The poem goes on like this for four more stanzas as Webb swings around the jungle–gym in the brain camp.

"Webb Could Say Less, May Be?" is taken from a student evaluation, those end–of–term opportunities for the students to weigh in. Webb weighs in:

     Duct-tape your lips, Webb (possibly)! Botox

     your tongue to make it lie like a dead skink,
     a diving board so bounce-free, not one word
     springs into people's ears. Be — may be? —
     the hairdresser who grinds his shears to dust,

     the batting champ who swings a daffodil,
     the surgeon who trades his scalpel
     for a butter stick.

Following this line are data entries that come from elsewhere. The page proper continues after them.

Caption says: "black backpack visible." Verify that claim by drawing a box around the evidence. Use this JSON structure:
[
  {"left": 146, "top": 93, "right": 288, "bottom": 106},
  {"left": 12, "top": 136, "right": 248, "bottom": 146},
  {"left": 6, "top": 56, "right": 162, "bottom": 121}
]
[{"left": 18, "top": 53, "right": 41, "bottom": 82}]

Emulate a stripper who won't...

"Chelonian Rhapsody" is a hilarious poem from an intelligent turtle's point of view, based on a scientific speculation taken from Discover Magazine that introduces the poem. "Plumbed Wine" is an insightful reflection on Beethoven from a Thomas M. Cole speculation that goes: "If Keats hadn't caught TB, if Cervantes hadn't lost his hand in battle..." (p. 60) The sort of "what-if" that makes Webb's imagination run wild — and it does here, with regard to the tragic deafness that enfeebled the musical genius.

As is evident already, Webb loves wordplay, and many of his poems are extended riffs on particular words, their sound and meaning. For instance: "Hospital" ("Hot spittle sizzling on pain's grill./Hopcycle: a gamboling bike. Hopsicle:/bouncy, tooth-chilling, bad for you.//Opposite of hope's fiddle...." ); "Watermelon" ("It's a green pearl the warm earth grows/around a perfect sugar grain. It's the striped egg//of the Delectosaurus, that escaped extinction/by hiding in trees till it was safe..." ); "Thirst" ("Thirst does her striptease when you are chained to the bed, whimpering, 'Please...'.//Hunger is a marathon, thirst is a sprint. On your mark, get set, die." ).

Other targets of Webb's wit include television, always a potent source for ridicule. "He Bangs" takes aim at a contestant on American Idol (and also has an epigraph from the U.S. Marines). "Thank You, Carol White" parodies those ridiculous late-night commercials offering special discounts on cosmetic gizmos and gadgets. "Introspection After Fear Factor" profiles the familiar contestants on extreme reality shows and eases into a reflection on fear and how the "sensitive guy" (i.e., the rest of us) copes with the emotion.

There are also tender poems about his son whose sharp wit doesn't ridicule so much as empathize with the absurdities inherent in the innocence of childhood. We've already noted "Why Are People So Mean?" Others include "Invisible Alpaca," "Dairy Farm" (that place parents tell ther children dead pets have gone to), "My Son Dreams That a Shark Ate Me" (what kid hasn't been haunted by an image of his parent's death or abandonment?).

If you aren't already acquainted with Charles Harper Webb's poetry — fat chance; he seems to show up in practically every poetry journal out there, from Asheville Poetry Review to Zocalo Public Square — you get the idea that he's full of an exuberant whimsy, his brain on steroids, often wise, and nothing if not entertaining. Brain Camp certainly offers a welcome vacation for anybody looking to be intellectually amused by a guy with a gift for making fun of things.